A multiclass feedforward neural network classifier with user-defined hidden layers as intermediate computational units. Multiple layers and non-linear activation functions allow the Multi Layer Perceptron to handle complex non-linear problems. In addition, the MLP features progress monitoring which stops training when it can no longer make progress. It also utilizes network snapshotting to make sure that it always has the best model parameters even if progress declined during training.
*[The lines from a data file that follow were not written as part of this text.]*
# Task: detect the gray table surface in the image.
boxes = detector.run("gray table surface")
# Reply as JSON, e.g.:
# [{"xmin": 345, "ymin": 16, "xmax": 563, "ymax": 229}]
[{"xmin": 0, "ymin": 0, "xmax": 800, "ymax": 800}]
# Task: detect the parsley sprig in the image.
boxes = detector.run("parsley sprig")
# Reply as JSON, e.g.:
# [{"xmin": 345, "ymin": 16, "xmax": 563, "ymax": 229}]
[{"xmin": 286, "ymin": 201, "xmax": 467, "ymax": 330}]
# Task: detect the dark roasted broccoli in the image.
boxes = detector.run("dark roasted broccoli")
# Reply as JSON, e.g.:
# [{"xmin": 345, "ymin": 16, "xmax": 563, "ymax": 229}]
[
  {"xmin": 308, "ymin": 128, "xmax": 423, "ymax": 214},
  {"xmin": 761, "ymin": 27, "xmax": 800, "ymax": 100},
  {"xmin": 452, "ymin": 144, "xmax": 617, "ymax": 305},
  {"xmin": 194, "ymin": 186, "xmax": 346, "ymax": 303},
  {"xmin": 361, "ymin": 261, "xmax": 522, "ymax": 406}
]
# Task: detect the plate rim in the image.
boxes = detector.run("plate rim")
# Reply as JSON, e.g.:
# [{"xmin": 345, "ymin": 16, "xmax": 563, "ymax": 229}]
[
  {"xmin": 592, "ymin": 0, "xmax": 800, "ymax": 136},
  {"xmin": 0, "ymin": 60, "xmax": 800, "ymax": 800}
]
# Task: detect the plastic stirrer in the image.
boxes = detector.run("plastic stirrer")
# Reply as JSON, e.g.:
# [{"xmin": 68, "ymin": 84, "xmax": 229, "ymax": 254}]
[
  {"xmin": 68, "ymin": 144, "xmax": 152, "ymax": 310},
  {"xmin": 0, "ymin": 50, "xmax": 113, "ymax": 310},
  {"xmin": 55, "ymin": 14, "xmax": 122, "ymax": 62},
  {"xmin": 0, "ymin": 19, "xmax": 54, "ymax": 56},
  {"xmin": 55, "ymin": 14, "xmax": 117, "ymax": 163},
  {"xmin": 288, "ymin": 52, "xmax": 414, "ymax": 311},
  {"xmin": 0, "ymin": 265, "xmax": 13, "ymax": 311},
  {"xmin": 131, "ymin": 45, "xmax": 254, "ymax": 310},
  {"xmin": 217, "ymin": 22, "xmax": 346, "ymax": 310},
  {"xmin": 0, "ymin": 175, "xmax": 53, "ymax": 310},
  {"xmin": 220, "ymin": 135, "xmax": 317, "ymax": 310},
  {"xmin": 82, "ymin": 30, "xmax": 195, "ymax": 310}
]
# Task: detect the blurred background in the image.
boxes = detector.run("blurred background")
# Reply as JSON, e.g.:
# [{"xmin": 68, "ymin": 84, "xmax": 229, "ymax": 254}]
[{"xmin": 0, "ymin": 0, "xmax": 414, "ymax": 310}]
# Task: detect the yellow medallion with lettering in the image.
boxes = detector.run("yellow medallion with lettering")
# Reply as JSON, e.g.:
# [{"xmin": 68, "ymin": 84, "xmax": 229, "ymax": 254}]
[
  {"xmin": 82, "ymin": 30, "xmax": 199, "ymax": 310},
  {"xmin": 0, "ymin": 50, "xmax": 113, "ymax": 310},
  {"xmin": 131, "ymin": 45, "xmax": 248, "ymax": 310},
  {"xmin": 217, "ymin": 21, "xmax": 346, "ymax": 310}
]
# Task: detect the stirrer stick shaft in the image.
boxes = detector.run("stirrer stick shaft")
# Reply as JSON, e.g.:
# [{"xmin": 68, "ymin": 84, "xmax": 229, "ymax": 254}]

Interfaces: Estimator, Learner, Online, Probabilistic, Verbose, Persistable

Data Type Compatibility: Continuous


# Param Default Type Description
1 hidden array An array composing the user-specified hidden layers of the network in order.
2 batch size 100 int The number of training samples to process at a time.
3 optimizer Adam object The gradient descent optimizer used to update the network parameters.
4 alpha 1e-4 float The amount of L2 regularization to apply to the parameters of the network.
5 epochs 1000 int The maximum number of training epochs. i.e. the number of times to iterate over the entire training set before terminating.
6 min change 1e-4 float The minimum change in the training loss necessary to continue training.
7 window 3 int The number of epochs without improvement in the validation score to wait before considering an early stop.
8 holdout 0.1 float The proportion of training samples to use for validation and progress monitoring.
9 cost fn CrossEntropy object The function that computes the loss associated with an erroneous activation during training.
10 metric FBeta object The validation metric used to score the generalization performance of the model during training.

Additional Methods#

Return the training loss at each epoch:

public steps() : array

Return the validation scores at each epoch:

public scores() : array

Returns the underlying neural network instance or null if untrained:

public network() : Network|null


use Rubix\ML\Classifiers\MultiLayerPerceptron;
use Rubix\ML\NeuralNet\Layers\Dense;
use Rubix\ML\NeuralNet\Layers\Dropout;
use Rubix\ML\NeuralNet\Layers\Activation;
use Rubix\ML\NeuralNet\ActivationFunctions\LeakyReLU;
use Rubix\ML\NeuralNet\ActivationFunctions\PReLU;
use Rubix\ML\NeuralNet\Optimizers\Adam;
use Rubix\ML\NeuralNet\CostFunctions\CrossEntropy;
use Rubix\ML\CrossValidation\Metrics\MCC;

$estimator = new MultiLayerPerceptron([
    new Dense(200),
    new Activation(new LeakyReLU()),
    new Dropout(0.3),
    new Dense(100),
    new Activation(new LeakyReLU()),
    new Dropout(0.3),
    new Dense(50),
    new PReLU(),
], 100, new Adam(0.001), 1e-4, 1000, 1e-3, 3, 0.1, new CrossEntropy(), new MCC());


  • G. E. Hinton. (1989). Connectionist learning procedures.
  • L. Prechelt. (1997). Early Stopping - but when?